In civil service, a degree does very little in terms of hiring. Non civil service, it depends on the department. Once you’re on the job, most departments offer some sort of incentive for having a degree, either Quinn or a contractual incentive. But worry about getting on first.


----------



## j809 (Jul 5, 2002)

Get it , a bachelors degree today is an equivalent of a high school diploma 20 years ago. You will be more marketable and you’re still in study mode, get it done. There will be plenty of time to work 


Sent from my iPhone using Tapatalk


----------



## mpd61 (Aug 7, 2002)

j809 said:


> Get it , a bachelors degree today is an equivalent of a high school diploma 20 years ago. You will be more marketable and you're still in study mode, get it done.
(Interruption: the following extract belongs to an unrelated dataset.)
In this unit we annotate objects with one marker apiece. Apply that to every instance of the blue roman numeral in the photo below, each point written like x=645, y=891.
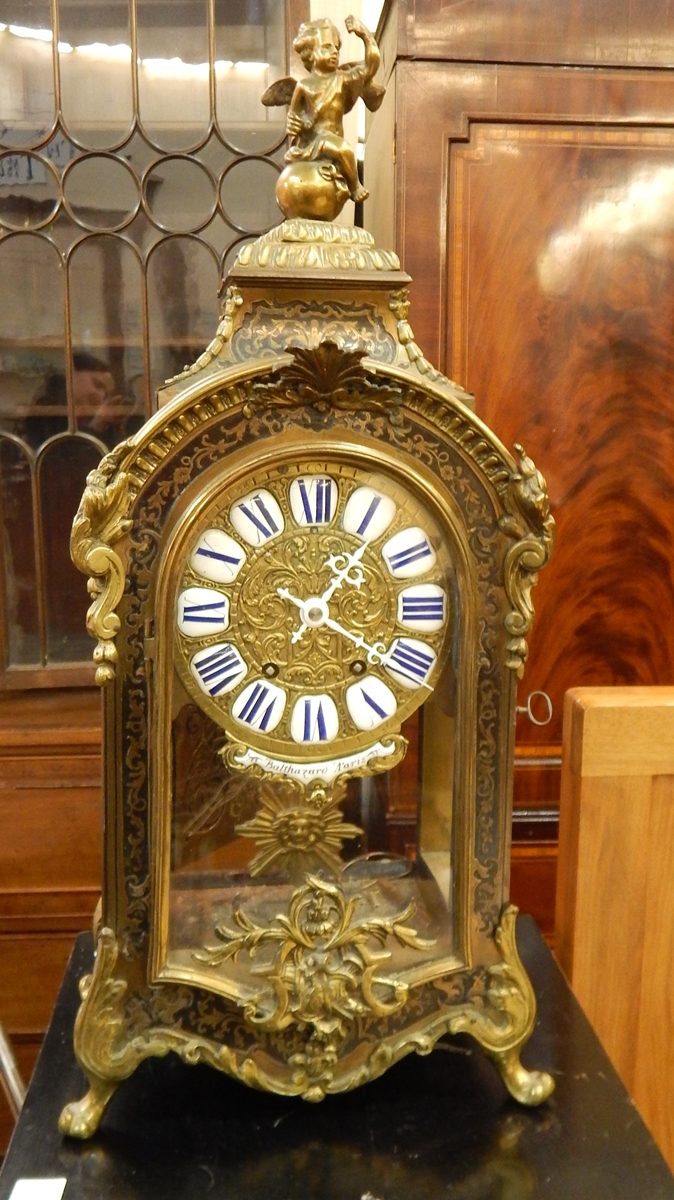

There will be plenty of time to work


+1 with j809
This guy knows what he's talking about relative to Higher Education and the L.E. arena. I watched him push his way through every level while supporting a family doing it. Now he's command staff in an unnamed municipality, with a plan to drive his Chief into Psych retirement so he can take over. Listen to this guy, he's stone cold actual, factual real deal smart man.......

And yes I loathe to admit it......


----------



## j809 (Jul 5, 2002)

mpd61 said:


> +1 with j809
> This guy knows what he's talking about relative to Higher Education and the L.E. arena. I watched him push his way through every level while supporting a family doing it. Now he's command staff in an unnamed municipality, with a plan to drive his Chief into Psych retirement so he can take over. Listen to this guy, he's stone cold actual, factual real deal smart man.......
> 
> And yes I loathe to admit it......


Hahahah you're tapped 

Sent from my iPhone using Tapatalk


----------